SATRANÇ ANILARIM

TURKCHESS TURNUVALARI

TURKCHESS SONBAHAR TURNUVASI '2000

2000 yılı sonbaharının ilk günleri turkchess sitesini yeni keşfettiğim günlerdi. Siteden dünyada ve Türkiye'de gelişen olayları rahatça takip edebiliyordunuz ve bunun yanı sıra düzenlenen turnuvalar herkese açıktı. O zamana kadar satrancı daha yeni yeni internet üzerinden oynamaya başlamıştım ve genel olarak oynamak için "pogo" sitesini seçiyordum. Turkchess'e girdiğimde yazın bir turnuvanın gerçekleştiğini ve kısa bir zaman sonra yeniden bir turnuvanın düzenlenebileceği haberine rastlamıştım. O güne kadar internet üzerinden turnuvalara katılmayı istemiş, fakat hiçbir turnuvaya rastlamamıştım. Bu benim için bir fırsattı. Turnuvaya kayıt yaptırdıktan sonra hemen her gün mailimi kontrol edip turnuva hakkında bir yazının gelip gelmediğine bakıyordum. Turnuvaya hazırlık olarak yaz mevsiminde ki turnuvada alınan sonuçları, katılan oyuncuları tanımak için yaptıkları maçları inceliyordum, fakat bir sorun vardı. Turnuva da maçlar 2 dakika üzerinden oynanacaktı. Ben ise daha çok 10-12 dakikalık maçlar yapıyordum. Yeni yeni 2 dakikalık oynamaya başlamıştım. Turnuvaya bir hafta kala internete girip hem 2 dakikalık maç antremanı yapıyordum, hem de "zone" sitesini tanıyıp ısınmaya çalışıyordum. Ayrıca turnuva organizatörü Cevdet Kızıl'ı orta yaşlarda, hiç yenilmeyecek, çok güçlü birisi olarak düşünmüştüm. Tabi Çağdaş Karanfil'i de öyle. Hatta turnuva da Çağdaş Karanfil elenince "neyse en zorlardan birisi gitti" diye düşünmüştüm. Oysa Cevdet Kızıl benim yaşlarımda, yenilebilen ama çok güçlü birisi olduğunu sonradan anladım.
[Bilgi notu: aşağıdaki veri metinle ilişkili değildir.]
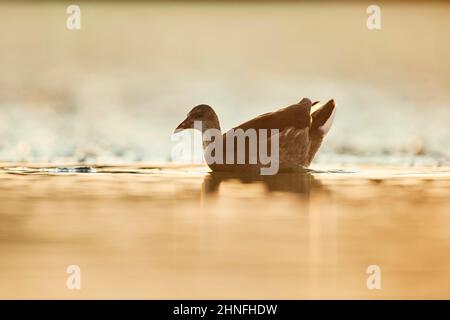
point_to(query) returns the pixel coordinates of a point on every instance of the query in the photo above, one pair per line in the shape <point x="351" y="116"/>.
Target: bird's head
<point x="203" y="113"/>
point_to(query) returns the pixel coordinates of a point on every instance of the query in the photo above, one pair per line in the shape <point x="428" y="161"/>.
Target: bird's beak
<point x="182" y="126"/>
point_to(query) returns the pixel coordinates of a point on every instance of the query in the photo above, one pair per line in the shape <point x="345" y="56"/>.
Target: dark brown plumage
<point x="300" y="134"/>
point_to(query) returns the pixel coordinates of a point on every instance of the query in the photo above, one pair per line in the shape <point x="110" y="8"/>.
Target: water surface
<point x="181" y="232"/>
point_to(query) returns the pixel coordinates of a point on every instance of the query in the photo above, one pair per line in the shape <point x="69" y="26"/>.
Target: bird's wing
<point x="297" y="116"/>
<point x="322" y="118"/>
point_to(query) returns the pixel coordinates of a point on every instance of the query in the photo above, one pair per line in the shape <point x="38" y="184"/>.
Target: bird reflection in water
<point x="301" y="183"/>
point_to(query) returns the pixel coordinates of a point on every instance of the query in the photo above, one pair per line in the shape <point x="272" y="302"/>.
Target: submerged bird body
<point x="300" y="134"/>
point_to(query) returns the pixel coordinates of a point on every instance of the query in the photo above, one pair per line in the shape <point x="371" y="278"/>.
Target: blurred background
<point x="115" y="90"/>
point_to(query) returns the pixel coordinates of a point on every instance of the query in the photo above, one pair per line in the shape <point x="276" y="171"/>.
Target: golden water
<point x="181" y="232"/>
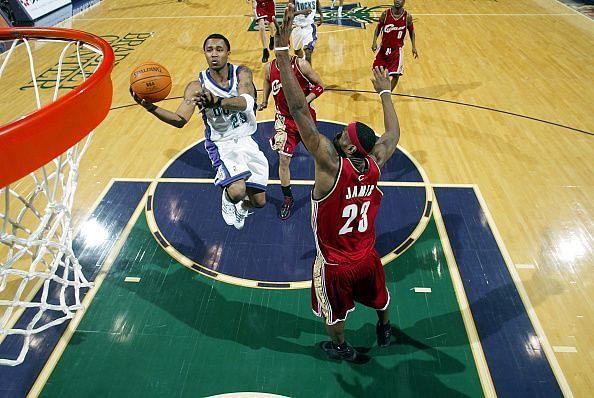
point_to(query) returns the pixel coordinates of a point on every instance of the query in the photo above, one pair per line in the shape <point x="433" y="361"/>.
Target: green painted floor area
<point x="177" y="333"/>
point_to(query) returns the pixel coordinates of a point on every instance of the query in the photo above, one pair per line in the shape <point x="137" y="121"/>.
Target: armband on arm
<point x="317" y="90"/>
<point x="249" y="101"/>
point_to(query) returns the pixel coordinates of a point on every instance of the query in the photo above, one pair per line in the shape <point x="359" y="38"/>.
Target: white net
<point x="40" y="276"/>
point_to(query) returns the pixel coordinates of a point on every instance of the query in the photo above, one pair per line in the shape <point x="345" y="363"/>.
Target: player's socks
<point x="228" y="209"/>
<point x="241" y="212"/>
<point x="383" y="333"/>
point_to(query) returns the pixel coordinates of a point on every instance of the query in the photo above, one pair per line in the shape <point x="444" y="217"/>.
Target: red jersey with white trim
<point x="393" y="30"/>
<point x="264" y="3"/>
<point x="279" y="96"/>
<point x="344" y="220"/>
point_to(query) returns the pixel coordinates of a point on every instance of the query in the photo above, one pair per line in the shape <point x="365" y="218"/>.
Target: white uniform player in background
<point x="226" y="96"/>
<point x="303" y="36"/>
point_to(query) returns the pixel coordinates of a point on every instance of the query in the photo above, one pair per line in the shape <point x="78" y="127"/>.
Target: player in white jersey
<point x="226" y="97"/>
<point x="304" y="35"/>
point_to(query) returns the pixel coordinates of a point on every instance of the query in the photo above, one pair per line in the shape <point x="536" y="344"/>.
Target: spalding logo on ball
<point x="151" y="81"/>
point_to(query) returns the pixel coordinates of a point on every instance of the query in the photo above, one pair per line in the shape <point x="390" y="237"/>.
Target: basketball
<point x="151" y="81"/>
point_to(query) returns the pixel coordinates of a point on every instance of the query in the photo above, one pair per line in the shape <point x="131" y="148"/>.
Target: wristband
<point x="317" y="90"/>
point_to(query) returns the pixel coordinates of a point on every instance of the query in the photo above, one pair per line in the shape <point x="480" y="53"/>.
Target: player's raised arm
<point x="377" y="31"/>
<point x="310" y="74"/>
<point x="411" y="32"/>
<point x="322" y="150"/>
<point x="180" y="117"/>
<point x="266" y="88"/>
<point x="386" y="144"/>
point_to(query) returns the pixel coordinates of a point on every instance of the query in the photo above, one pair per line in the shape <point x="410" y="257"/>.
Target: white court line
<point x="162" y="17"/>
<point x="563" y="348"/>
<point x="574" y="10"/>
<point x="525" y="266"/>
<point x="474" y="340"/>
<point x="496" y="15"/>
<point x="530" y="311"/>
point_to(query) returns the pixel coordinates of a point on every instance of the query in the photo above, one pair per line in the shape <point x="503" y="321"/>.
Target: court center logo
<point x="353" y="15"/>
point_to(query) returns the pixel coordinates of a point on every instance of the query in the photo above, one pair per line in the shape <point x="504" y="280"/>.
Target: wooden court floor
<point x="500" y="98"/>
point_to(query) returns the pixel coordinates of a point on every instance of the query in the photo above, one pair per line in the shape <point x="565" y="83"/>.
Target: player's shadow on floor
<point x="409" y="377"/>
<point x="219" y="317"/>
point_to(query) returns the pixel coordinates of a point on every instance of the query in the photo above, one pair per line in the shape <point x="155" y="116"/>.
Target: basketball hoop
<point x="39" y="158"/>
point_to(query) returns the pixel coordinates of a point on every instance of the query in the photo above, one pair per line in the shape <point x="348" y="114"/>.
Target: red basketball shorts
<point x="265" y="10"/>
<point x="287" y="134"/>
<point x="390" y="58"/>
<point x="336" y="287"/>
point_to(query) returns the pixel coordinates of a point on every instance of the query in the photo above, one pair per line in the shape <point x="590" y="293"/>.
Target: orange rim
<point x="29" y="143"/>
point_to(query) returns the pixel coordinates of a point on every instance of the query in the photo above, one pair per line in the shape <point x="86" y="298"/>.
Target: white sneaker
<point x="228" y="210"/>
<point x="241" y="212"/>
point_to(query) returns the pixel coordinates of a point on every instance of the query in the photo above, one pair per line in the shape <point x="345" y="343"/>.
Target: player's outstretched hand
<point x="142" y="102"/>
<point x="283" y="33"/>
<point x="206" y="99"/>
<point x="380" y="79"/>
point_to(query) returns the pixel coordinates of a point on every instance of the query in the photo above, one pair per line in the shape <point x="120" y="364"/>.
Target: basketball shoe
<point x="228" y="209"/>
<point x="346" y="352"/>
<point x="384" y="333"/>
<point x="286" y="208"/>
<point x="241" y="212"/>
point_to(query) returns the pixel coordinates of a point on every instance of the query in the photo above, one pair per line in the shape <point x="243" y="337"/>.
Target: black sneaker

Turnuva 14 Ekim 2000 Cumartesi başlayıp, yaklaşık üç hafta sürecekti ve grup maçları cuma ve cumartesileri oynanacaktı. O kadar fazla katılım vardı ki bazı gruplar dört, bazı gruplar beş oyuncudan oluşmak üzere toplam altı grup kuruldu. İlk günkü maçların ardından 3'te 3 yapmıştım, fakat bu kadar çok katılıma karşılık ilk gün sadece katılanların yarısı gelmişti. Hatta ne gelmeyenler hakkında sorumsuz olduklarını düşünmüştüm. Tabi  internette ki turnuva deneyimim arttıkça ben de gelmeyen oyuncu durumuna alışmak zorunda kaldım. İlk günkü üçte üç galibiyetin ardından Turkchess'te hafta içi çıkan bir haberde benden "turnuvanın yıldızlarından Bora Altınordu" diye söz edilmesi çok gururlanmama sebep olmuştu.

İkinci gün, 20 Ekim 2000 Cuma günüydü. Aynı grupta ikinci maçlar oynanacaktı. Bu maçlar da iki galibiyet ve bir mağlubiyet alarak toplamda 5/6 yaparak grup birincisi olmuştum ve bir sonra ki turda oynamaya hak kazanmıştım. Üçüncü gün bir ertesi gün olan cumartesiydi ve karşımda ilk turdakinden çok daha güçlü oyuncular yer alacaktı. Kuralar çekildikten sonra Cevdet Kızıl'ın benim grubumda olmamasına çok sevinmiştim. Çünkü ne de olsa hala gözümde yenilmez, orta yaşlı ve çok güçlü bir oyuncuydu. İkinci tura yükselme hakkı kazanan 11 oyuncu iki gruba ayrılmıştı ve sonradan benim kolay grupta olduğumu anladım. İkinci tur ilk maçlarını 3/4 ile geçince gerçekten tam havaya girmiştim. Grubun ilk iki sırasında yer alan oyuncular final grubuna yükseleceğinden çok büyük bir avantaj elde etmiştim. Bir hafta ki ikinci grup rövanş maçları için hesaplar yapmaya başlamıştım.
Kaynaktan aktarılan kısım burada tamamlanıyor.